Surface De-Fluorination and Bond Modification of CFx by High-Density Hydrogen Plasma Processing

The Li/CFx (lithium/fluorinated carbon) primary battery has attracted worldwide interest from the academic community and industry. However, Li/CFx batteries encounter the issue of poor rate capability because of the poor electronic conductivity of CFx due to the strong covalent C-F bond. Herein, we reported a vapor-phase method, namely, a low-temperature plasma technique, to modify the surface morphology, chemical components, and the microstructure of CFx. High-density hydrogen plasma processing partially de-fluorinated the CFx surface with a gradient fluorine content in the CFx powders and resulted in the increased ionic C-F bond simultaneously on the surface of CFx. As a result, both the specific capacity and rate performance of the Li/CFx primary battery were significantly improved due to the enhanced electron and Li+ transfer evidenced by the electrochemical tests.

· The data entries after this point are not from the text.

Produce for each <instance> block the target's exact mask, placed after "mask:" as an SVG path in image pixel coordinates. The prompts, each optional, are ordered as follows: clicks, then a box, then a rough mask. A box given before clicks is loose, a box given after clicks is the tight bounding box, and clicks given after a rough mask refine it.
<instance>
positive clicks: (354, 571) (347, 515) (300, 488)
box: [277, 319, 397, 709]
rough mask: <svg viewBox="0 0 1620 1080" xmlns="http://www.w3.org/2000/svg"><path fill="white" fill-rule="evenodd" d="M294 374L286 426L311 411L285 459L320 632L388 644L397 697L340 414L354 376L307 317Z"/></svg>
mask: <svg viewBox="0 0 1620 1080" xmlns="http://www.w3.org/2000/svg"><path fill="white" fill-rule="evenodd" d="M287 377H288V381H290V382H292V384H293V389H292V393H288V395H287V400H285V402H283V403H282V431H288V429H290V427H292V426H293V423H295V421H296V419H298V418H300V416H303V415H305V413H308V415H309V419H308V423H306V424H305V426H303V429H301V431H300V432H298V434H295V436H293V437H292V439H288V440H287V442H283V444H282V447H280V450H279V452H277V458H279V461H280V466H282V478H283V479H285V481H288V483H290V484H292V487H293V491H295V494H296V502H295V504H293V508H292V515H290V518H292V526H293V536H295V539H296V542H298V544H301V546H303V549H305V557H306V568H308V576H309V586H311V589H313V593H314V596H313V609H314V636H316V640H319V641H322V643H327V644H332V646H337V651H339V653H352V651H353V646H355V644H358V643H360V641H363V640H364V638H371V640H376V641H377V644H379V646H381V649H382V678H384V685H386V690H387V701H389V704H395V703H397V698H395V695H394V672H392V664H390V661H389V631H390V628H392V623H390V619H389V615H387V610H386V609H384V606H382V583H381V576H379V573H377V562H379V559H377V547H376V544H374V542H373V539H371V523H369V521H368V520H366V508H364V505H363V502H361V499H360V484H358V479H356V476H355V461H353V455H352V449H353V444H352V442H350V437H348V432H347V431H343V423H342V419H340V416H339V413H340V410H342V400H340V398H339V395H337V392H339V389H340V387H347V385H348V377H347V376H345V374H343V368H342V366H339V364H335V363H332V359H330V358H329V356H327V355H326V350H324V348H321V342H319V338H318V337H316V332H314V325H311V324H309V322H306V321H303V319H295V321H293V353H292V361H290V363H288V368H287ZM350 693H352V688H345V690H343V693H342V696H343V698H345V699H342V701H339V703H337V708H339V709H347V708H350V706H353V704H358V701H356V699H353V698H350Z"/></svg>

Different from the commonly used liquid-phase/solid-phase methods, no centrifugation, filtration, or washing processes were involved in this time-saving, eco-friendly, and facile plasma technique of the present plasma method.

Automated summary

A low-temperature plasma technique was introduced to modify the surface structure and chemical components of CFx in Li/CFx batteries. This resulted in enhanced electron and Li+ transfer, significantly improving the battery's specific capacity and rate performance. This plasma method is time-saving, eco-friendly, and does not require centrifugation, filtration, or washing processes.